At least 34 people have died after wildfires ravaged Portugal and Spain’s Galicia region, rescuers said on Monday.
In Portugal, at least 31 people died in fires that blazed through forests in the northern and central parts of the country, causing residents to flee towns and villages, and injuring more than 50 people. Local media reports said several people are still missing, including a one-month old baby.
Three people have been reported dead in Spain; two victims were found in a burned-out car on the side of the road.
In Portugal, the government declared a state of emergency for regions north of the Tajo river. More than 6,000 firefighters in 1,800 vehicles were deployed by early Monday morning.
Winds from Hurricane Ophelia fanned the flames of the wildfires that Portuguese and Spanish authorities said were sparked by arsonists.
“They are absolutely intentional fires, premeditated, caused by people who knew what they are doing,” said Alberto Nunez Feijoo, the head of the Galicia government.
Juan Ignacio Zoido, Spain’s interior minister, said in a tweet that several people had already been identified in connection with the fires. He appealed for people with further information to share it with the national protection service.
Wildfires are an annual problem in Portugal, where strong winds off the Atlantic blow into a hot and dry country. In June, a massive forest wildfire killed 64 people and injured 150 people. Scientists say climate change has extended the wildfire season from two to five months.

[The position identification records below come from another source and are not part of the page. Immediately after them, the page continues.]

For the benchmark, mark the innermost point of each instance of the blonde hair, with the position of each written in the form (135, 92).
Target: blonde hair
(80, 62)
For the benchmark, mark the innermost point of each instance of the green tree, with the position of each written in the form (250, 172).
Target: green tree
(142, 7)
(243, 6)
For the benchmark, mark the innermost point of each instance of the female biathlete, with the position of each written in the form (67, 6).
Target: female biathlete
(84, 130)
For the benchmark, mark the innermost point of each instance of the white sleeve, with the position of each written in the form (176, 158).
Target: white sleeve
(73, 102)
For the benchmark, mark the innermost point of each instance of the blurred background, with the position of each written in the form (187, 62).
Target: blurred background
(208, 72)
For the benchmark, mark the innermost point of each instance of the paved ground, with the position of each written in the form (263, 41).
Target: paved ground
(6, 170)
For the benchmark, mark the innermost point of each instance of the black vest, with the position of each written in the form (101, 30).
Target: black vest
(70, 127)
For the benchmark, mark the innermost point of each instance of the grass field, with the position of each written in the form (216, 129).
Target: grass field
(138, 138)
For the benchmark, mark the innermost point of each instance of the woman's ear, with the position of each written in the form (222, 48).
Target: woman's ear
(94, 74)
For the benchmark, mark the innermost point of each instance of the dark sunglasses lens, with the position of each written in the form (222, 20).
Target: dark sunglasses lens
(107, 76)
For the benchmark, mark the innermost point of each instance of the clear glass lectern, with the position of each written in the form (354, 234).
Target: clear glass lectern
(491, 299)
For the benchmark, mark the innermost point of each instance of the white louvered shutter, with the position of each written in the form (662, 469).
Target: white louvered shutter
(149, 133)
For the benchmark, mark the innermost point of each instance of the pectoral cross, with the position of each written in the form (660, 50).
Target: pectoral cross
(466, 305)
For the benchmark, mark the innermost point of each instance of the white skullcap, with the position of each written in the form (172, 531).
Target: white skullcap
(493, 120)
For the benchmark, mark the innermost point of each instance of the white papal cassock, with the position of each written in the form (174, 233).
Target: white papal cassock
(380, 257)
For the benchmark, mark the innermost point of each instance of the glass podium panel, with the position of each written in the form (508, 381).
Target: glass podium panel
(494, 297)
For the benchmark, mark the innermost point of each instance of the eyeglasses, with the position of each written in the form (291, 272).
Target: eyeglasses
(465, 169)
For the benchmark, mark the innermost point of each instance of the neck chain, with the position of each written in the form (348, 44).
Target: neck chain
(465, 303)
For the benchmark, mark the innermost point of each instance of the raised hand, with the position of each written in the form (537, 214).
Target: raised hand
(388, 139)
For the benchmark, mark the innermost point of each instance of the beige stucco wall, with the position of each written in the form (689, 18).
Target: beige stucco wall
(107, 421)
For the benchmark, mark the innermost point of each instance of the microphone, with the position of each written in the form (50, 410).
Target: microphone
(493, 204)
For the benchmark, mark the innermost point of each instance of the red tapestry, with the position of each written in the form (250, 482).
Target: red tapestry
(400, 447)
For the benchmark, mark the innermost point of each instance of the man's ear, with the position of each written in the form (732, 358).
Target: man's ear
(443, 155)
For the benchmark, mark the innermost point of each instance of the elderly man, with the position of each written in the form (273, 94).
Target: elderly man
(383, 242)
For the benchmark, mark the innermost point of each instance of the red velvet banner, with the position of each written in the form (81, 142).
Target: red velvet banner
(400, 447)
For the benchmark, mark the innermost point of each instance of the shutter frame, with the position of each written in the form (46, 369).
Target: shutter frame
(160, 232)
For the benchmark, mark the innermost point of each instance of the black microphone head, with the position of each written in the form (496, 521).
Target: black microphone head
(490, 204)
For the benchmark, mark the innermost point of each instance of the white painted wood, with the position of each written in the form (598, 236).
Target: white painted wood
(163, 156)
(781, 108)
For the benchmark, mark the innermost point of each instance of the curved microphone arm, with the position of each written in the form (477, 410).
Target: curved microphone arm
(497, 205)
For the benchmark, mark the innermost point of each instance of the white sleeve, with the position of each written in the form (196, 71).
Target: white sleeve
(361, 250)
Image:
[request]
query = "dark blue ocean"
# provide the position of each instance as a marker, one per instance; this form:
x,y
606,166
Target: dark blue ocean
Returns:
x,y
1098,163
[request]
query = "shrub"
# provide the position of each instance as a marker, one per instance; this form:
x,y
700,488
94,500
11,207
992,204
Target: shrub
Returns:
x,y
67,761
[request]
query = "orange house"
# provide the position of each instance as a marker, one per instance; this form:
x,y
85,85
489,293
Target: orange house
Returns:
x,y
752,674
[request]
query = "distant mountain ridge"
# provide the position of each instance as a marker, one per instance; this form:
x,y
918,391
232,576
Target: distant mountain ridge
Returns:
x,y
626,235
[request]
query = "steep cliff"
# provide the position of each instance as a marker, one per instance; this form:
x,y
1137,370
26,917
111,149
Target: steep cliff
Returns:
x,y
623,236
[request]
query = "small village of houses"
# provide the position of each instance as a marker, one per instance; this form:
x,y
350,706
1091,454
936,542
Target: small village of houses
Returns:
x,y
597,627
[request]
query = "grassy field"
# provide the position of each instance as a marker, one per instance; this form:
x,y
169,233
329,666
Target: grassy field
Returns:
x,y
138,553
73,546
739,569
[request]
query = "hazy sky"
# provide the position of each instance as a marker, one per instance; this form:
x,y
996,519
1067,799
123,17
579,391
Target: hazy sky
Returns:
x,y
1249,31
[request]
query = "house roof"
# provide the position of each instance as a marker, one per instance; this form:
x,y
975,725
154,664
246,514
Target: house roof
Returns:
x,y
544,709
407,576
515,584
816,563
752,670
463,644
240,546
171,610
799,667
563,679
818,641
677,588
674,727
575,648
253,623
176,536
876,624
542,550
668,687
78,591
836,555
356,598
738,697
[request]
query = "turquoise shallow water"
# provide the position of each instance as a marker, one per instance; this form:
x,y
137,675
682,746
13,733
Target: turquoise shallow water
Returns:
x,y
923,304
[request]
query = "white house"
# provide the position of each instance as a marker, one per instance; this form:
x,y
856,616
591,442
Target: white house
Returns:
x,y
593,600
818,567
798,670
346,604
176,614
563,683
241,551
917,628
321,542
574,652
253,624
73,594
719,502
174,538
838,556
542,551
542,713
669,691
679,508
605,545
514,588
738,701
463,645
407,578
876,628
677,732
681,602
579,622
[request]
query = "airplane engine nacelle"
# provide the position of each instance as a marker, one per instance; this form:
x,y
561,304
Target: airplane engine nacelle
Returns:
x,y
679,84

The fires were caused by “higher than average temperatures for the season and the cumulative effect of drought, which has been felt since the start of the year,” Patricia Gaspar, Portuguese civil protection agency spokeswoman, said.
The Spanish Prime Minister, Mariano Rajoy, who is from Galicia, said he was returning to the region to see the emergency coordination himself.
Light rainfall early Monday is expected to help extinguish the flames.